London Spy Provides a Good Gay Cry

DATELINE:  Crying Out Loud

London Cry Spy

A friend insisted that London Spy, a BBC TV series airing this year, was on a par with The Night Manager, the LeCarre miniseries.

So, suckered in, we watched.

Both stories deal with unpleasant people over in MI-6, the British Secret Service, but the heroes of each tale are diamentrically at odds with each other. London Spy is a closet gay man, mysteriously done in, turning his inept, flibbety-gibbet boyfriend into a quasi-pathetic detective.

Ben Whishaw is wishy-washy Danny, one weepy, weak protagonist who finds romantic love with a spy who loved him.

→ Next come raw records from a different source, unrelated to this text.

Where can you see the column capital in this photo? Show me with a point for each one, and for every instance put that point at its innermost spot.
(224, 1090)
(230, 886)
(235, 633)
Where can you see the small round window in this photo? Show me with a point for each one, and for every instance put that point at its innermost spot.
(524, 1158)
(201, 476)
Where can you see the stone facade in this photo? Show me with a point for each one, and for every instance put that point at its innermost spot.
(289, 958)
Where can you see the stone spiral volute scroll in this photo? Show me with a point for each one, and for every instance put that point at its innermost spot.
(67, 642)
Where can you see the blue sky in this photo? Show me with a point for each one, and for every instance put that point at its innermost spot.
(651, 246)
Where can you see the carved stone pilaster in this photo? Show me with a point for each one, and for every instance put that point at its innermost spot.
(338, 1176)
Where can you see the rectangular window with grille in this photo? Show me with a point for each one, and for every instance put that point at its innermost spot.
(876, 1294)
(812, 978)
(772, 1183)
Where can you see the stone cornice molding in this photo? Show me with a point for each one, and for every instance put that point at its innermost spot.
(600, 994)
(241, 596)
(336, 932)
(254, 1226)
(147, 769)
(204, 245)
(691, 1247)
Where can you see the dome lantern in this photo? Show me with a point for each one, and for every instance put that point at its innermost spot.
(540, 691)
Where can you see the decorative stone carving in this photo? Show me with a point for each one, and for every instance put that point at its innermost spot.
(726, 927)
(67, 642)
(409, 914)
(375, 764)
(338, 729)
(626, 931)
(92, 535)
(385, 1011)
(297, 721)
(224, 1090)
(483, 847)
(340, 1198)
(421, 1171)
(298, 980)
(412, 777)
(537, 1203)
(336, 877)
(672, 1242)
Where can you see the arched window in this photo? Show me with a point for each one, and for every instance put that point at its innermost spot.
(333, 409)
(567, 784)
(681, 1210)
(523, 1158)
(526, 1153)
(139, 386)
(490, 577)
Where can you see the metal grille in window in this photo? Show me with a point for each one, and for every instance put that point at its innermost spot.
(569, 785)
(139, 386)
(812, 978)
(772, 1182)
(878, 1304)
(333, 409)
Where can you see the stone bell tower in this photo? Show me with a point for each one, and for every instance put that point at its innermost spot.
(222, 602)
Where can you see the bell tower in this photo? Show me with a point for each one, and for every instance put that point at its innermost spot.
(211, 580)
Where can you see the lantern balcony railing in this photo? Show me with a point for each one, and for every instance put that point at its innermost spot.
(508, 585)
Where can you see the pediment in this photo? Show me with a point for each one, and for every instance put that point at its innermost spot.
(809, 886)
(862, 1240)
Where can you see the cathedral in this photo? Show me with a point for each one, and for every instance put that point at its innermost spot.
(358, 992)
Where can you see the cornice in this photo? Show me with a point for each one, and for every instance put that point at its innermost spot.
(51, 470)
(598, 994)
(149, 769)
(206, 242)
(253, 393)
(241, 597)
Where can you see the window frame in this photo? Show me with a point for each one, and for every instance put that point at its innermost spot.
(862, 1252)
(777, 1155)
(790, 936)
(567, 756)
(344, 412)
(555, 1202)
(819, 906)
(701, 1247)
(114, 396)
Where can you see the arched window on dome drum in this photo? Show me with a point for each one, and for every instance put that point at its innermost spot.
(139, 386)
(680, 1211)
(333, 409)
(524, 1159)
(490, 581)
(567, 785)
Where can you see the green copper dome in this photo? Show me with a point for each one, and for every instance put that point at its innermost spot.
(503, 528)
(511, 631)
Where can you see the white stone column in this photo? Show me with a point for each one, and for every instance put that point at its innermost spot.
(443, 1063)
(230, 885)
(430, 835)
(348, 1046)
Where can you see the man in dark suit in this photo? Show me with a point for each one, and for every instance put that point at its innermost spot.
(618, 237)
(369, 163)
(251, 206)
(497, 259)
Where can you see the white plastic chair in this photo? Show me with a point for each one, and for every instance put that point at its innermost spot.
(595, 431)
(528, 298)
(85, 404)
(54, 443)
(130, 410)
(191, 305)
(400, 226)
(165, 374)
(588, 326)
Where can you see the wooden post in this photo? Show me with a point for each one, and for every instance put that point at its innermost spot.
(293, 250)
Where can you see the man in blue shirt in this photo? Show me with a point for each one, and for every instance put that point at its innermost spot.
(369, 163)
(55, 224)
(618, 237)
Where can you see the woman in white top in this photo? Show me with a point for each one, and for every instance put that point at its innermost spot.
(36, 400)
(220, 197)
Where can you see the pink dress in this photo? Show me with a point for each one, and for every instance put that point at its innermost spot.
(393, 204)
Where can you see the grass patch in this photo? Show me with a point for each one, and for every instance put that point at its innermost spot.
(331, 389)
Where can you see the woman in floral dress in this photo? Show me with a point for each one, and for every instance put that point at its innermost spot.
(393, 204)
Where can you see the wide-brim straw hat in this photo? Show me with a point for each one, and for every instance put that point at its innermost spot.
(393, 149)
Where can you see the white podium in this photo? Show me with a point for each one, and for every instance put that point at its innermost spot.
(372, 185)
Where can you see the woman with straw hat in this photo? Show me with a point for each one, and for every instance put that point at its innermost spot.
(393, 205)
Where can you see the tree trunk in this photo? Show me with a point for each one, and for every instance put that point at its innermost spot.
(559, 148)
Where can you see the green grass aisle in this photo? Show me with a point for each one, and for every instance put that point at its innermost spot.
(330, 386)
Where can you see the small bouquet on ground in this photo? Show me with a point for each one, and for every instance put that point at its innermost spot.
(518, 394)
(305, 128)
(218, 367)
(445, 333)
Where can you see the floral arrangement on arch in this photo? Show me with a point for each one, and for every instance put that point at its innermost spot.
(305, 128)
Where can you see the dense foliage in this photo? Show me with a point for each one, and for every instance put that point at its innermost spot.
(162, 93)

Danny, however, is weak as water—and easily manipulated. He learns that the love of his life lied to him at every step of their relationship. It brings him to tears.

Gay kink is moderately investigated as Danny seems to be set up by his boyfriend’s spy pals. Danny is no saint, but discussing sadistic gay life brings him to tears.

An interesting cast features Jim Broadbent (looking surprising thin), Charlotte Rampling (looking surprisingly old), and James Fox (surprisingly underused). Creator of the new Brit Sherlock and actor of Mycroft, Mark Gatiss plays a particularly sleazy music business gay boss. In scenes with each actor, Ben Whishaw is brought to the brink of tears.

Dumb and dumber, the hero seems to fall into every pothole in the plot. Why didn’t MI-6 just toss him off a rooftop, rather than allow him to stir up the muck?

We watched with increasing disdain with each teardrop, yet hoping, somehow, some writer would pull these good actors out of the miasma script that requires Kleenex blotters. Alas, it was a dashed hope. Thankfully, there will not be a season two. We are not crying over this.